Fragmentándose y recomponiéndose entre nuevos
pequeños cataclismos, las comunidades se recontaron en una “mezcla de
tradiciones indígenas y españolas que sin tener la coherencia de los antiguos
anales históricos, era un vehículo poderoso para mantener la coherencia de los
pueblos”. Una de ellas, según varios estudiosos, pareciera servir como
el único gran elemento de cohesión para los habitantes del México de 1847. Un siglo tras la conquista, cuando la
población indígena llega a su punto más bajo, los descendientes de Cortés
se deciden a darse un sentido de pertenencia. Debe ser un sentido de
pertenencia que no dependa de deudas con España, y así, reinventándola,
hacen suya la antigüedad mesoamericana o más bien propiamente azteca y buscan
señales de la presencia del Señor en estas tierras o de su designio sobre
ellas, anteriores a la llegada de don Hernán. Como la factible venida de Santo
Tomas en la forma de un recompuesto Quetzatcoatl. Nada en este propósito se acerca al culto a la virgen de Guadalupe, a la
cual sor Juana Inés de la Cruz parecerá entender de una conmovedora manera:
"De hermosas contradicciones
sube hoy la Reina adornada:
muy vestida para pobre,
para desnuda, muy franca...
Del Cielo y tierra extranjera,
en ambas partes la extrañan:
muy mujer para Divina,
muy celestial para humana..."
La Señora de México es santificada por los criollos a partir del trabajo
de un predicador y teólogo que recoge las averiguaciones hechas en los años
1530 por los primeros evangelizadores, sobre la revelación de la Virgen a Juan
Diego.
Este gran culto que funda la conciencia criolla de
patria tiene su origen, pues, en una devoción creada por los indígenas a lo largo de cien años, tal y como temía
aquélla temprana generación de misioneros, quien encontraba en las
manifestaciones de 1531 “una de las cosas más perniciosas para la buena
cristiandad de los naturales”, viendo en ella la regeneración del espíritu
religioso pagano, en tanto claro “riesgo de confusión entre la figura mítica de
Tonantzin –diosa madre mexica- y la Virgen”, que “debía ser evitado a toda
costa.”
Para los pueblos la irrupción de la figura guadalupana
se convierte en el modelo más generalizado de una tradición de apariciones en las cuales depositarán sus anhelos de identidad, autoafirmación y justicia”. Y
en este “mecanismo de apropiación de los símbolos del conquistador”, lo que va
es la “revitalización de las pulsiones religiosas indígenas más profundas”,
impregnada de “cultos a la naturaleza, númenes, naguales y dioses”

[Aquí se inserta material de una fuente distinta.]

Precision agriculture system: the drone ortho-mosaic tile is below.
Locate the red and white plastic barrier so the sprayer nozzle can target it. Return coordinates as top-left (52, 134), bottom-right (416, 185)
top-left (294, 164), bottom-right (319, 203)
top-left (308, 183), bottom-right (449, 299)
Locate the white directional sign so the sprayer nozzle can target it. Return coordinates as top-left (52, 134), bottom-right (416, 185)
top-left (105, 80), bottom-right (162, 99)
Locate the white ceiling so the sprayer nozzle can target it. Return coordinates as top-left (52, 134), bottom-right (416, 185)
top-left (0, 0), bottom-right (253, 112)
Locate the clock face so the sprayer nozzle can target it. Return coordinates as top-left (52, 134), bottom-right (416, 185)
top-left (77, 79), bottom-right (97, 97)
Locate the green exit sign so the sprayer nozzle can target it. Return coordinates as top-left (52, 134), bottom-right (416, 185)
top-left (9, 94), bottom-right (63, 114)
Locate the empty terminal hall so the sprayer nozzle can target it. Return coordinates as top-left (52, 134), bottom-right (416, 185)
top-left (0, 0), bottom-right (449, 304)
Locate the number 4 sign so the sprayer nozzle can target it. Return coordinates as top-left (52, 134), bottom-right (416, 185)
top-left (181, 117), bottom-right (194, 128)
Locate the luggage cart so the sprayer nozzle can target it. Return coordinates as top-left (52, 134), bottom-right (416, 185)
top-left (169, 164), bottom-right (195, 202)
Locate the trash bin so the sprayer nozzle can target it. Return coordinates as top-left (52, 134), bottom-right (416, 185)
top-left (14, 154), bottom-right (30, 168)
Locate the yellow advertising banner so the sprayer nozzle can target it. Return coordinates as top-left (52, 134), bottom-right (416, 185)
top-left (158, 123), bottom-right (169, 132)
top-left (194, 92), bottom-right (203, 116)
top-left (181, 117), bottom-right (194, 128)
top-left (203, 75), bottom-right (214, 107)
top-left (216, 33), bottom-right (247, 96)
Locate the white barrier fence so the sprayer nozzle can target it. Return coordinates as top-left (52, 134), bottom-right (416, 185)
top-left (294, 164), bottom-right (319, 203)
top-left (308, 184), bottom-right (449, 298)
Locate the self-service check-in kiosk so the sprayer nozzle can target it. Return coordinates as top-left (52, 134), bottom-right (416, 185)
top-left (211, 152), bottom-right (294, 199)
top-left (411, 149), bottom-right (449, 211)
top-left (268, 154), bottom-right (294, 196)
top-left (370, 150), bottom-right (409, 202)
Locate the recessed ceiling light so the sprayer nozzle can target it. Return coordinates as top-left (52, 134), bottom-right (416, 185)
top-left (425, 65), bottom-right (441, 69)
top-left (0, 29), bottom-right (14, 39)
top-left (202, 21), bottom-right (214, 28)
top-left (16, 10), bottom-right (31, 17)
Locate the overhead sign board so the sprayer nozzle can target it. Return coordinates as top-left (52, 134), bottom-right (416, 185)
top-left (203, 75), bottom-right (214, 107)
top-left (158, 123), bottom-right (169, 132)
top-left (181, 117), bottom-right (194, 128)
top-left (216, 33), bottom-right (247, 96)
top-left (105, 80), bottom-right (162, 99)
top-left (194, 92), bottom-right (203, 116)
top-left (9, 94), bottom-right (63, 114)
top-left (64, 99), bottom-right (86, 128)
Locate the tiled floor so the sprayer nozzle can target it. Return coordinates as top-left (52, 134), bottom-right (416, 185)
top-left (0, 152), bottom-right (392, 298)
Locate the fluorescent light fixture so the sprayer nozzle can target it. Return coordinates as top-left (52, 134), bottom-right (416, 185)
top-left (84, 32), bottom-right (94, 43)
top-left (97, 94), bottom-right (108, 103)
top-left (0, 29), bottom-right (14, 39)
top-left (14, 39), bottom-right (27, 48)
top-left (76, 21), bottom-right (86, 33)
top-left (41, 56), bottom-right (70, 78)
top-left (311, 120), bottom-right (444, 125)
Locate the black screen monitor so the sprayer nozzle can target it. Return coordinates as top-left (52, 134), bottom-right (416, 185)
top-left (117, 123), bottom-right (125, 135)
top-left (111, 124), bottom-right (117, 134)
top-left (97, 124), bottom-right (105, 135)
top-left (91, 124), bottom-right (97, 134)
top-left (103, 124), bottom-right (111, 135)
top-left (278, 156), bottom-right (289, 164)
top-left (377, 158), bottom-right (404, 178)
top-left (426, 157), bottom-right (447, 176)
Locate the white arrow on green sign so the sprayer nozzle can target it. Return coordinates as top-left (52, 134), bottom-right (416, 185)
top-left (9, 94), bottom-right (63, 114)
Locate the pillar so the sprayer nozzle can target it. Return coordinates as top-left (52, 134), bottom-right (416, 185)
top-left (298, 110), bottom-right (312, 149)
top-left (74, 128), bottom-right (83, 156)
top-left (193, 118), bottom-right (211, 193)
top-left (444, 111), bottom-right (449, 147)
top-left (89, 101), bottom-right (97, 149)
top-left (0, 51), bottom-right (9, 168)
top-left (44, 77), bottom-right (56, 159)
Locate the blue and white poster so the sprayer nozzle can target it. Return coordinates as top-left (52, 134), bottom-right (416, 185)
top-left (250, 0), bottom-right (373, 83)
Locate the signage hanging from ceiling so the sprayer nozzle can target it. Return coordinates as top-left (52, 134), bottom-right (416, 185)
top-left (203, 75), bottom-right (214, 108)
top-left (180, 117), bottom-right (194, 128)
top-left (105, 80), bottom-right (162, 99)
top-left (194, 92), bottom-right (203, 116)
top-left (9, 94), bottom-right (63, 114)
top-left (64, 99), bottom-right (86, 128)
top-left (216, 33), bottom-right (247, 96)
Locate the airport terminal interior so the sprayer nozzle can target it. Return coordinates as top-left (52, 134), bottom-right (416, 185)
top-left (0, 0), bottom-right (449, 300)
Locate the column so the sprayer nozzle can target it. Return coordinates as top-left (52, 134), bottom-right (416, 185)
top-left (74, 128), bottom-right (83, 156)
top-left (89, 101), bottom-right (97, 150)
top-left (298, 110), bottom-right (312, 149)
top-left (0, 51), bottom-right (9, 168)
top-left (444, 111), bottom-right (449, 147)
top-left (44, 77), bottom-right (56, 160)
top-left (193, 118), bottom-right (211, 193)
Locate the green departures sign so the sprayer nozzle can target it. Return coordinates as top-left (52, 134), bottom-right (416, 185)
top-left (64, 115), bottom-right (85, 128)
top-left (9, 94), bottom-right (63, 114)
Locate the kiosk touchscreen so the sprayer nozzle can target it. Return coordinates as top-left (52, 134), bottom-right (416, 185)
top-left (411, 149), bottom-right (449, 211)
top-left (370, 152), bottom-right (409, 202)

precortesianos, envueltos en “profecías mesiánicas y apocalípticas”.
Ella inaugura una serie de expresiones de la Virgen
que sustentan la decisión de las comunidades a exigir un lugar en el mundo.
Entre 1709 y 1712, por ejemplo, se prodigan en los Altos de Chiapas. La que en
Zinacantán despide rayos luminosos dentro de un palo, la Santa Marta aparecida
en una milpa en Chenlho, la que se muestra a María de la Candelaria en Cancuc,
ordenan construir santuarios y obran milagros -tallas que sudan, lloran o se
iluminan-, “para ayudar a los indios” protegiéndolos con la confabulación de
fuerzas sobrenaturales -terremotos, cielos y ríos que se precipitan-, a fin de
sacudirse los tributos, al Rey, al clero, a los españoles todos y a Dios mismo
si es preciso, y crear una nueva Iglesia y un nuevo reino.
Desatendida la Virgen, desatando la violencia de
obispos y magistrados, el supra y el inframundo del cual para los pueblos
originarios es ama, se agitan y con los años hacen erupción en Yucatán, en las
estribaciones del Popocatepetl, en los pueblos de Tulancingo, donde ella hincha
el alma de los escogidos -un anciano, un joven labrador, un pastor- dotándolos
de habilidades para destruir murallas o balas de cañón y ungiéndolos como reyes
o profetas, de modo de que encabecen movimientos para revertir el cataclismo y
que el pasado vuelva.
Estos movimientos de la segunda mitad de los años mil setecientos
parecieran presagiar el fin de la Corona española, que empezará a ser realidad
con la insurrección de Hidalgo, a la cual entregan sus hombres y mujeres, sus
secretos y su gran símbolo: Ella, quien los guía y sostiene durante tres
siglos en la forma de su primera develación, de piel quemada y con el nombre
de Guadalupe. Ella, esa Virgen del estandarte que va a la cabeza de los sublevados
de 1810, cuyas hermosas contradicciones cantadas por Sor Juana llegan a tanto
que puede ser a un tiempo india y criolla... hasta aquí, cuando poderes y clases dominantes del virreinato la suplen por la de los Remedios que acompañó a don Hernán y los suyos pidiendo apoyo a San Miguel Arcángel y otras divinas figuras muy serviciales desde las Cruzadas al cristianismo latino todo -pasado el peligro volverán a la Morenita para sacarle provecho hasta el siglo XXI, siquiera cuanto le permite ese México Profundo.